Quels sont les objets de pensée décisifs aujourd’hui, en rapport avec la critique des normes ?
Il y a des figures de la subjectivité contemporaine qu’il faut repenser depuis cette interrogation contre-culturelle de la philosophie. L’étranger, par exemple, est une figure fondamentale pour penser les assignations des sujets à un territoire, à une nation, avec des présuppositions sur la place du citoyen national comme travailleur. La figure du fou doit aussi être réinterrogée ; le fou est aujourd’hui dans la rue ; il n’entre à l’hôpital qu’à partir du moment où il pose des questions de sécurité dans la rue ; cette expérience de la rue doit être repensée. La figure du précaire met en cause la stabilité tenue pour naturelle des régimes de normes.

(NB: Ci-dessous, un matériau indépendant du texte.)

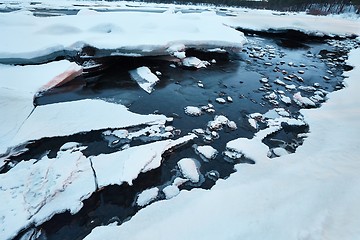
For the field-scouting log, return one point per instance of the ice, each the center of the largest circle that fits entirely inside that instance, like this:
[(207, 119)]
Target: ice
[(207, 151), (42, 189), (127, 32), (18, 85), (218, 122), (262, 20), (126, 165), (193, 111), (67, 118), (145, 78), (171, 191), (147, 196), (189, 169), (280, 151), (303, 101), (194, 62)]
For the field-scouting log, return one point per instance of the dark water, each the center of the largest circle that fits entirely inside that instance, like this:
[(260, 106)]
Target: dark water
[(236, 75)]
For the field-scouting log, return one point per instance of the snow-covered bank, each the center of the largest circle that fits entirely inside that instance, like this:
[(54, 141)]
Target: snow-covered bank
[(49, 186), (126, 33), (312, 194), (264, 20)]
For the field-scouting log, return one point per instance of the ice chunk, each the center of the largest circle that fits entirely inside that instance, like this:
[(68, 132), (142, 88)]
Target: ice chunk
[(129, 163), (279, 151), (189, 169), (194, 62), (145, 78), (193, 111), (147, 196)]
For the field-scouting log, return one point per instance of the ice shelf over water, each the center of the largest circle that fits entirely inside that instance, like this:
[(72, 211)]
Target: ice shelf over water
[(134, 33)]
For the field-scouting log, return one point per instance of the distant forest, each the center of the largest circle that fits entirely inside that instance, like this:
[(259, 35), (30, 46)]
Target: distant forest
[(296, 5)]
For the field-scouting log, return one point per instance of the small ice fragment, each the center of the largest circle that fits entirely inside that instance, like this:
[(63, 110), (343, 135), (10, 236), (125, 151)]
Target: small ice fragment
[(264, 80), (285, 99), (220, 100), (207, 151), (279, 82), (179, 181), (180, 55), (194, 62), (122, 133), (218, 122), (69, 145), (198, 131), (303, 101), (171, 191), (147, 196), (253, 123), (145, 78), (193, 111), (189, 169)]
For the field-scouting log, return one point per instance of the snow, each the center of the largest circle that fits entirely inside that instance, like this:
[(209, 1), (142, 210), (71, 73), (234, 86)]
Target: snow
[(194, 62), (126, 165), (125, 32), (42, 189), (193, 111), (171, 191), (147, 196), (67, 118), (262, 20), (18, 85), (189, 169), (312, 186), (145, 78), (207, 151)]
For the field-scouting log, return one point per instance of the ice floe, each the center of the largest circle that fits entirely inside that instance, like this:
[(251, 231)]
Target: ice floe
[(189, 169), (42, 189), (145, 78), (125, 32), (147, 196), (129, 163)]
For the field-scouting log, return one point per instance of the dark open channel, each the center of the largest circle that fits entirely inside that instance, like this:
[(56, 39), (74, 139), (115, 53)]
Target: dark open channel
[(267, 55)]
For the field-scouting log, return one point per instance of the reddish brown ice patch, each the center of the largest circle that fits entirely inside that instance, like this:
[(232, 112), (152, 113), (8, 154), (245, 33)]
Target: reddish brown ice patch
[(72, 72)]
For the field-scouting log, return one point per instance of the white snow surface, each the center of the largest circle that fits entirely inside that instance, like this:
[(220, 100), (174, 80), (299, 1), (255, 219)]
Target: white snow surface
[(126, 165), (262, 20), (312, 194), (42, 189), (146, 196), (189, 169), (18, 85), (139, 33), (67, 118), (145, 78)]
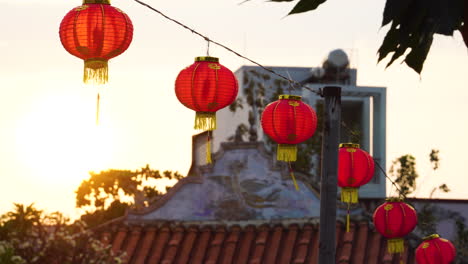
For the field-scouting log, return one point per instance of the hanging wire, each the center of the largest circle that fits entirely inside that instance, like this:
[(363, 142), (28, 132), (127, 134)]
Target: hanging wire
[(292, 82), (316, 91), (376, 163), (207, 47)]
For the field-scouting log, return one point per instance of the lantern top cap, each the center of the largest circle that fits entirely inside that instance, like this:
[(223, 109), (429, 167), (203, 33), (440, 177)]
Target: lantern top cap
[(431, 237), (207, 58), (290, 97), (349, 145), (105, 2), (394, 199)]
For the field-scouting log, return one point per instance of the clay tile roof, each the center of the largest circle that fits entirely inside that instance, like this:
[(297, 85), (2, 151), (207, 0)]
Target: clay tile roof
[(272, 244)]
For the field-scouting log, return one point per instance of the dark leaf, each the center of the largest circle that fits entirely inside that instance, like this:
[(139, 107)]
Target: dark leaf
[(415, 59), (389, 43), (393, 10), (306, 5), (399, 51), (448, 15)]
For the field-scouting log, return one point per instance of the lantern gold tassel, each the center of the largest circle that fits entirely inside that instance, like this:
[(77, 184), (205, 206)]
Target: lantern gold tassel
[(205, 121), (347, 218), (291, 173), (349, 195), (396, 245), (96, 71), (286, 152), (208, 149)]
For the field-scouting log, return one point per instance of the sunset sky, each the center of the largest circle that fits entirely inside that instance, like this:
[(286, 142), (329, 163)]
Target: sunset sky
[(48, 137)]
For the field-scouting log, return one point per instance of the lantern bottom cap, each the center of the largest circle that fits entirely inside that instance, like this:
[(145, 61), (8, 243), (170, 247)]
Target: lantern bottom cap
[(286, 152), (349, 195), (205, 121), (396, 245), (96, 71)]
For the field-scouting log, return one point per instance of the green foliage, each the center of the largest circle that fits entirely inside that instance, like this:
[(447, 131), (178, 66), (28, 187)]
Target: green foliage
[(48, 238), (256, 85), (7, 254), (461, 241), (19, 221), (107, 195), (403, 169)]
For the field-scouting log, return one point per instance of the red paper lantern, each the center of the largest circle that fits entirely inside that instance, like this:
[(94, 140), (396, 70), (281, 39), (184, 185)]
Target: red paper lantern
[(435, 250), (96, 32), (395, 219), (355, 168), (288, 121), (464, 29), (205, 87)]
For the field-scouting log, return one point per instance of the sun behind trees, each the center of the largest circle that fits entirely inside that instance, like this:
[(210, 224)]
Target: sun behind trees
[(107, 194)]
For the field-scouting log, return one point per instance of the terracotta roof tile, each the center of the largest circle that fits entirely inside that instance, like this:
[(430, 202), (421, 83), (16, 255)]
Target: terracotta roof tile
[(187, 245), (119, 239), (173, 246), (245, 245), (229, 251), (201, 246), (215, 246), (132, 242), (145, 246), (159, 245), (271, 244)]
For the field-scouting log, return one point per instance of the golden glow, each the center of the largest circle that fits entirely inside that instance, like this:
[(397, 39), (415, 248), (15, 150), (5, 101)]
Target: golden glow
[(58, 138)]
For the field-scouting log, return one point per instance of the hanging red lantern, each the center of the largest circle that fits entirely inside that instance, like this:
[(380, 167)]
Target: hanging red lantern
[(435, 250), (464, 28), (205, 87), (395, 219), (96, 32), (288, 121), (355, 168)]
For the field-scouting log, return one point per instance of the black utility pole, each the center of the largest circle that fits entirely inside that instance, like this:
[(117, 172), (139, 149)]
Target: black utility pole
[(328, 185)]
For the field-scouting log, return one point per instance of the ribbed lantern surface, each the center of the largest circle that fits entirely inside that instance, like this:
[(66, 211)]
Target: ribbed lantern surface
[(288, 121), (355, 168), (96, 32), (205, 87), (435, 250), (395, 219)]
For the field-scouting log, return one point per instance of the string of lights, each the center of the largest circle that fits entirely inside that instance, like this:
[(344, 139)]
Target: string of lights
[(354, 133), (292, 82)]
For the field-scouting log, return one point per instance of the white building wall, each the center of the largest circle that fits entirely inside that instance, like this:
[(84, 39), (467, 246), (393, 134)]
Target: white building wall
[(371, 99)]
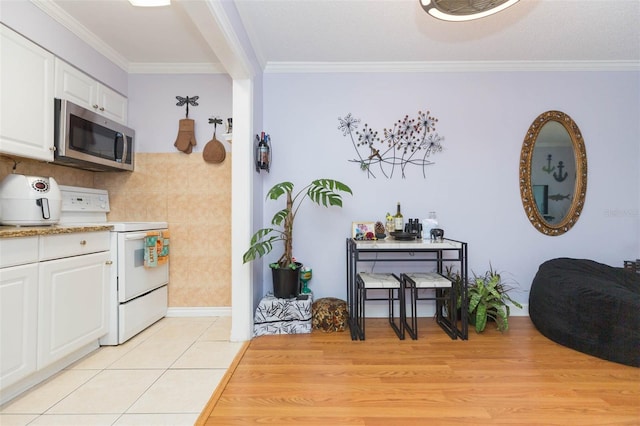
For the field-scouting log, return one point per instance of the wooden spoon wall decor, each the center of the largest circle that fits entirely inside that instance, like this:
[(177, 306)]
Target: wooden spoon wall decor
[(214, 151)]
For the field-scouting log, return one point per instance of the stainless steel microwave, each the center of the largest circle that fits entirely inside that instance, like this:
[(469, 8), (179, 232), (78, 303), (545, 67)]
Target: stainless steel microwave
[(89, 141)]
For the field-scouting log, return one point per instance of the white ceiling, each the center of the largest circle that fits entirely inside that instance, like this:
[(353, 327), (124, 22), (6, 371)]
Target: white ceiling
[(287, 32)]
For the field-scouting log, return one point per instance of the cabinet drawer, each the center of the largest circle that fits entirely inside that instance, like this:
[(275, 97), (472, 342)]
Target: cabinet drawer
[(75, 244), (18, 251)]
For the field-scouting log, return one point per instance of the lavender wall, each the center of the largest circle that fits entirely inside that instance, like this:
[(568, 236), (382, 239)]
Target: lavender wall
[(473, 186), (155, 117)]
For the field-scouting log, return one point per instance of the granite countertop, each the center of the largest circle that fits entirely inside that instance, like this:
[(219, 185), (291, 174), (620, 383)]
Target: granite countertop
[(29, 231)]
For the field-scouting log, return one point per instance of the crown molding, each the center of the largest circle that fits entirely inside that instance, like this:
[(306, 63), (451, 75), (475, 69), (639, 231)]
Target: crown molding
[(70, 23), (175, 68), (449, 66)]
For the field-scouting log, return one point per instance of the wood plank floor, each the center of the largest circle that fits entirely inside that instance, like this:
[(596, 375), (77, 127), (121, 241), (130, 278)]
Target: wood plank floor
[(519, 377)]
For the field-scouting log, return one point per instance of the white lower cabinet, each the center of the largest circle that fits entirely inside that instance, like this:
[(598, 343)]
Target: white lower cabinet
[(73, 294), (18, 322), (54, 295)]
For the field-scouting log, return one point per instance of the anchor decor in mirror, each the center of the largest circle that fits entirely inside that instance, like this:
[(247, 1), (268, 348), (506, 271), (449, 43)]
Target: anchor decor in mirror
[(410, 142), (553, 173)]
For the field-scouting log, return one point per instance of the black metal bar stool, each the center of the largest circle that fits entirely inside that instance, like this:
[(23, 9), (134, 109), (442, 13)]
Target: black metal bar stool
[(366, 281), (438, 283)]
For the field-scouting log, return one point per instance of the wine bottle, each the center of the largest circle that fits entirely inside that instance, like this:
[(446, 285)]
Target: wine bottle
[(399, 220)]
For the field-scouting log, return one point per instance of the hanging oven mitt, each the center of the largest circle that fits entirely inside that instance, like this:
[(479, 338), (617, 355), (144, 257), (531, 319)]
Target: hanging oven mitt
[(186, 137)]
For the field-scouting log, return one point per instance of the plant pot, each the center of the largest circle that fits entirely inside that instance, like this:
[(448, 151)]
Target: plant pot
[(286, 282)]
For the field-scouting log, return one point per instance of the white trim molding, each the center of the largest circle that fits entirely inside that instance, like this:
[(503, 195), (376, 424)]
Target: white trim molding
[(449, 66)]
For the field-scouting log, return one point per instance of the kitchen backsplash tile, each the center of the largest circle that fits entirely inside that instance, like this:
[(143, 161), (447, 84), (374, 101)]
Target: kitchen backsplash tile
[(193, 196)]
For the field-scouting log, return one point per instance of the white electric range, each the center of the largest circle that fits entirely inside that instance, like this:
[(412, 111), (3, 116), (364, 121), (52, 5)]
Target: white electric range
[(138, 294)]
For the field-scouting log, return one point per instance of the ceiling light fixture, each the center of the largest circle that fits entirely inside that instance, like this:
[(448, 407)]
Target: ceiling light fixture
[(464, 10), (150, 3)]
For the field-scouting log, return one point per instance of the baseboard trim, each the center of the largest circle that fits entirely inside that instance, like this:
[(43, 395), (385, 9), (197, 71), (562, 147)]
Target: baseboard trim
[(209, 311)]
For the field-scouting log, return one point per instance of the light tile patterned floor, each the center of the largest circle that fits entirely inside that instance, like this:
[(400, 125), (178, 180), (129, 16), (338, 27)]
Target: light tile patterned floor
[(163, 376)]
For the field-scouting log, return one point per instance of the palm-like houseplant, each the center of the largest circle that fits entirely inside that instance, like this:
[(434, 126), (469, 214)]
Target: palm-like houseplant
[(324, 192), (488, 299)]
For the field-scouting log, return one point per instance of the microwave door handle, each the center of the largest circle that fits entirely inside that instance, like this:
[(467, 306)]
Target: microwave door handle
[(43, 203), (125, 148)]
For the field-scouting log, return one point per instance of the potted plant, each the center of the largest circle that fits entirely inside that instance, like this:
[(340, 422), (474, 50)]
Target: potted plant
[(324, 192), (488, 299)]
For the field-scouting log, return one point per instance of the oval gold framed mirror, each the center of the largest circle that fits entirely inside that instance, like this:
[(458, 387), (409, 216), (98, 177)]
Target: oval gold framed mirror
[(553, 173)]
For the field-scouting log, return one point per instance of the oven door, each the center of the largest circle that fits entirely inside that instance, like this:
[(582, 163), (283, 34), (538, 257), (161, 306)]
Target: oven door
[(134, 279)]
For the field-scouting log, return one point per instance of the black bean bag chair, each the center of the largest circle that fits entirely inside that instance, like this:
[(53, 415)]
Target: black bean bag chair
[(590, 307)]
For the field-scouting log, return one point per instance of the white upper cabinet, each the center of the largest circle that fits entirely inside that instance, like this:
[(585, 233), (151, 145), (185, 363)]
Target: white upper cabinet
[(26, 103), (74, 85)]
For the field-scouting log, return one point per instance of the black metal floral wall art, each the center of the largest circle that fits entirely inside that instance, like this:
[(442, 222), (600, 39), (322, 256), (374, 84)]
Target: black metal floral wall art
[(410, 142)]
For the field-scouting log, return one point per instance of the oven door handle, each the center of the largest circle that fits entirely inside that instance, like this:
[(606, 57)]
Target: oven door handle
[(135, 236)]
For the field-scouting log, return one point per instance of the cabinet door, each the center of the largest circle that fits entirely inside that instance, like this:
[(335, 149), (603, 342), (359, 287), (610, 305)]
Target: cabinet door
[(75, 86), (79, 88), (26, 104), (112, 104), (18, 322), (73, 296)]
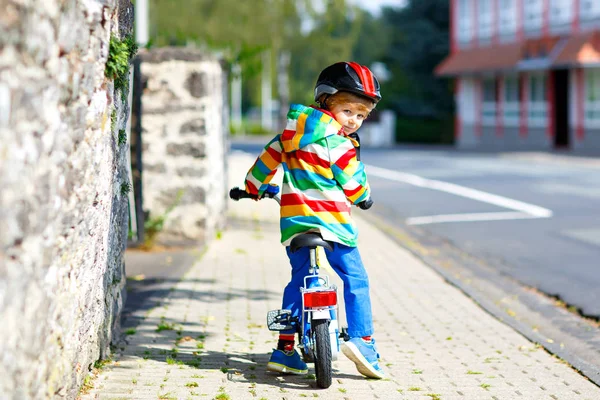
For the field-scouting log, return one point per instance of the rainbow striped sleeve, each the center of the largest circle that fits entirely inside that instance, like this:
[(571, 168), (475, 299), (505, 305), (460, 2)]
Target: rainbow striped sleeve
[(264, 167), (347, 170)]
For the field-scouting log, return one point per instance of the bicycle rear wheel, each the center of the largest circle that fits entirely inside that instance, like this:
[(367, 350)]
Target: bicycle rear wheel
[(322, 342)]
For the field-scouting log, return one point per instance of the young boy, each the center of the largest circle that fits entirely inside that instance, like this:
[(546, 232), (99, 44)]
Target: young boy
[(322, 179)]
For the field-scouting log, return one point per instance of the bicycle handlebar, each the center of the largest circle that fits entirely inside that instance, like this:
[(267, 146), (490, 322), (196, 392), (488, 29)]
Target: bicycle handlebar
[(236, 194)]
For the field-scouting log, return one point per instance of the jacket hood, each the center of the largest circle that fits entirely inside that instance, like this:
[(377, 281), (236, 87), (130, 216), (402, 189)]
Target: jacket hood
[(307, 125)]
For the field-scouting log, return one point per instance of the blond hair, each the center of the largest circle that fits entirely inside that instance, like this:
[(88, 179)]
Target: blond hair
[(364, 104)]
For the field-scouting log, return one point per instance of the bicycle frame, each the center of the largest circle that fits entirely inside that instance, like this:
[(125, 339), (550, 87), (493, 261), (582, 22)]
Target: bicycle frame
[(319, 302)]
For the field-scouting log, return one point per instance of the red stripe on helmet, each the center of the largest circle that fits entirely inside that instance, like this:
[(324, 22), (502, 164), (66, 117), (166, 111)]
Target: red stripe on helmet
[(366, 78)]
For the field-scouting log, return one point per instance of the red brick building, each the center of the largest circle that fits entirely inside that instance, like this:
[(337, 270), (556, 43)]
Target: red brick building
[(527, 73)]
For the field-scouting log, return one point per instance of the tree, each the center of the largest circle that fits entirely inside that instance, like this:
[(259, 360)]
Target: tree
[(419, 42)]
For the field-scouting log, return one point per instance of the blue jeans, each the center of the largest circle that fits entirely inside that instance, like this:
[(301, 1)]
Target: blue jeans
[(346, 262)]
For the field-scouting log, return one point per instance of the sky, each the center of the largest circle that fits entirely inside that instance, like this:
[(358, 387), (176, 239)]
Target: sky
[(374, 5)]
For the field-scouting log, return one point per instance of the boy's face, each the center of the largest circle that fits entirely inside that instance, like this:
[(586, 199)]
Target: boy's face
[(350, 115)]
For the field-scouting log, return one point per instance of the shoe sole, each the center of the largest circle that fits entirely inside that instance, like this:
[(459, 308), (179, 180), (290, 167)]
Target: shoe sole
[(275, 367), (362, 365)]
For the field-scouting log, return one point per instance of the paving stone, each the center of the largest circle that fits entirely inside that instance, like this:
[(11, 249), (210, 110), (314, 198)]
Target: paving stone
[(434, 341)]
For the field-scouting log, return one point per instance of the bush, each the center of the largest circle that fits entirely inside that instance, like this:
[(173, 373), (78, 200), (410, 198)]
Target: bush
[(423, 130)]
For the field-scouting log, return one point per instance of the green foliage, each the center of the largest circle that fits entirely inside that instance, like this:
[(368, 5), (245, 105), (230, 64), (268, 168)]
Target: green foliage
[(122, 138), (424, 130), (118, 59), (120, 53), (113, 120), (125, 188), (154, 225), (418, 43)]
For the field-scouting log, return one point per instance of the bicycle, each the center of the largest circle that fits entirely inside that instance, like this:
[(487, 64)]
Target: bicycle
[(317, 328)]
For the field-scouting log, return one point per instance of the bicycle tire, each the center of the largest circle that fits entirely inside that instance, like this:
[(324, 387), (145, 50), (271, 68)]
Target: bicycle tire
[(322, 342)]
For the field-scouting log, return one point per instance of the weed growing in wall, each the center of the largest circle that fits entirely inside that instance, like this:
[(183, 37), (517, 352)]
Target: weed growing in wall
[(125, 188), (122, 139), (113, 120), (120, 53)]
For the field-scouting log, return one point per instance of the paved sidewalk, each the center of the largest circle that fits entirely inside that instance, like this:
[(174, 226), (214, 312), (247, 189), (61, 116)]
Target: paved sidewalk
[(208, 338)]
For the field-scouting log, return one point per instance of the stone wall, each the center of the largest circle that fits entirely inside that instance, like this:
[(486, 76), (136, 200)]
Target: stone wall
[(185, 142), (63, 202)]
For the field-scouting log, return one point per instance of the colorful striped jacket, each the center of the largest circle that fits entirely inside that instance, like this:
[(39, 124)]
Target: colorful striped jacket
[(322, 177)]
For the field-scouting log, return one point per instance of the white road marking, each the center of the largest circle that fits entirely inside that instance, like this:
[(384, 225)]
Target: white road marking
[(498, 216), (524, 210)]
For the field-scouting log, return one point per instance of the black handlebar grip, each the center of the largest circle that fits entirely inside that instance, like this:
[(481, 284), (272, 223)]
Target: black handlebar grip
[(237, 193)]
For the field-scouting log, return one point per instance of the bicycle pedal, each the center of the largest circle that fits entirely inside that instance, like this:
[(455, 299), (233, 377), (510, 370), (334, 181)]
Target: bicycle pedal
[(280, 320)]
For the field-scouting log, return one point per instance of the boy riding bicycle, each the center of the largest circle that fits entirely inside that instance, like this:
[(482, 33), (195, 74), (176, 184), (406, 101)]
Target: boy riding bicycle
[(323, 177)]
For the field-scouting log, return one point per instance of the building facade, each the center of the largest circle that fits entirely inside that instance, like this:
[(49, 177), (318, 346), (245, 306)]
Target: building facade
[(527, 73)]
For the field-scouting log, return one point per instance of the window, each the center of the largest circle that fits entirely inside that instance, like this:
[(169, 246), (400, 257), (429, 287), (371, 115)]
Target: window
[(485, 19), (589, 9), (508, 17), (465, 22), (561, 12), (511, 100), (532, 14), (592, 97), (488, 108), (537, 99)]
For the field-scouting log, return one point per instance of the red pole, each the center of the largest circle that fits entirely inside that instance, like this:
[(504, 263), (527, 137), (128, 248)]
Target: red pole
[(551, 104), (575, 22), (478, 106), (495, 14), (546, 18), (453, 25), (500, 106), (457, 119), (519, 20), (475, 40), (523, 117), (580, 104)]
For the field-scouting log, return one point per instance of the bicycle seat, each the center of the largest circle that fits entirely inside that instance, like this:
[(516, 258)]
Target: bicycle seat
[(309, 240)]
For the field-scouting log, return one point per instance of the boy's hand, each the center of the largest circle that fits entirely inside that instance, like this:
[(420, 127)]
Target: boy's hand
[(365, 204), (272, 190)]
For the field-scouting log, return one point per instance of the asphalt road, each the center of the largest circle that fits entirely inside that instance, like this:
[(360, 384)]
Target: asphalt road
[(535, 217)]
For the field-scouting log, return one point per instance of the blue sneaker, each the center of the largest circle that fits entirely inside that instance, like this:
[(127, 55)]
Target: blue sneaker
[(287, 362), (365, 356)]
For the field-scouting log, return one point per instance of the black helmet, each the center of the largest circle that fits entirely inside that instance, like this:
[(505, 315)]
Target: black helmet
[(348, 77)]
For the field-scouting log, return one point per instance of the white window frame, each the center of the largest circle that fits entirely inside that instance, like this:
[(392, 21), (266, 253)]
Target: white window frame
[(507, 23), (485, 23), (464, 24), (511, 106), (592, 97), (561, 12), (589, 9), (537, 106), (489, 108), (533, 11)]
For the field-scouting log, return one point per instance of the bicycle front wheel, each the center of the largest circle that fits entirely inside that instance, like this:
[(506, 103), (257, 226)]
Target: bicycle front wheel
[(322, 352)]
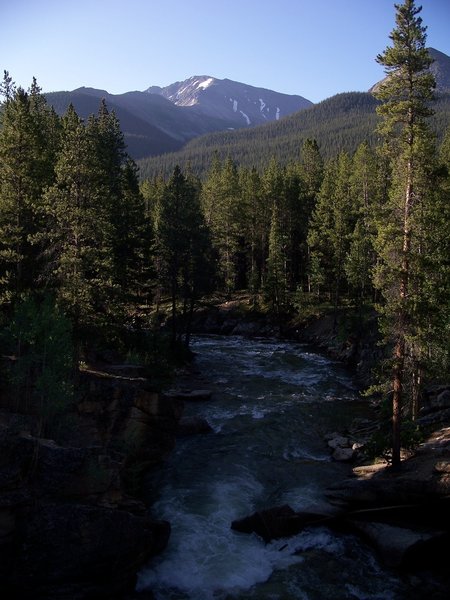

Il y a donc des figures et des lieux à repenser.
Comment s’opère aujourd’hui l’imposition des normes ?
Aujourd’hui, on observe le retour de la raison économique à l’intérieur des dispositifs de norme. On est pris dans des procédures de contrôle, d’évaluation à partir d’un impératif de rentabilité posé comme norme des normes. Cet impératif sous-tend tous les lieux du social aujourd’hui. On est dans une reconfiguration des dispositifs de normes depuis la raison économique.
Comment ne plus être gouverné par la raison économique avec son lot d’évaluations ?
L’évaluation se fait toujours pas un évaluateur caché qui refuse, lui, d’être évalué. Il ne peut y avoir d’évaluation que s’il y a tension entre des régimes d’évaluation. Il faut opposer à ces évaluations exogènes, qui négligent les pratiques réelles des travailleurs soumis à des régimes d’évaluation, des évaluations endogènes portées par les sujets eux-mêmes. Les groupes d’information prison de Foucault et les groupes des usagers avaient cette intuition : la manière dont j’use de l’hôpital n’est pas la manière dont vous le définissez. Il faut reprendre cette idée et réorganiser des collectifs de travail pour dire en quoi consiste le travail des gens, à l’écart des évaluations. L’une des scènes de la politique aujourd’hui, c’est d’essayer de réintroduire ces foyers d’expérimentation portés par les gens et les affirmations de micro-normes qu’ils induisent. En ce sens, la contre-culture est devant nous.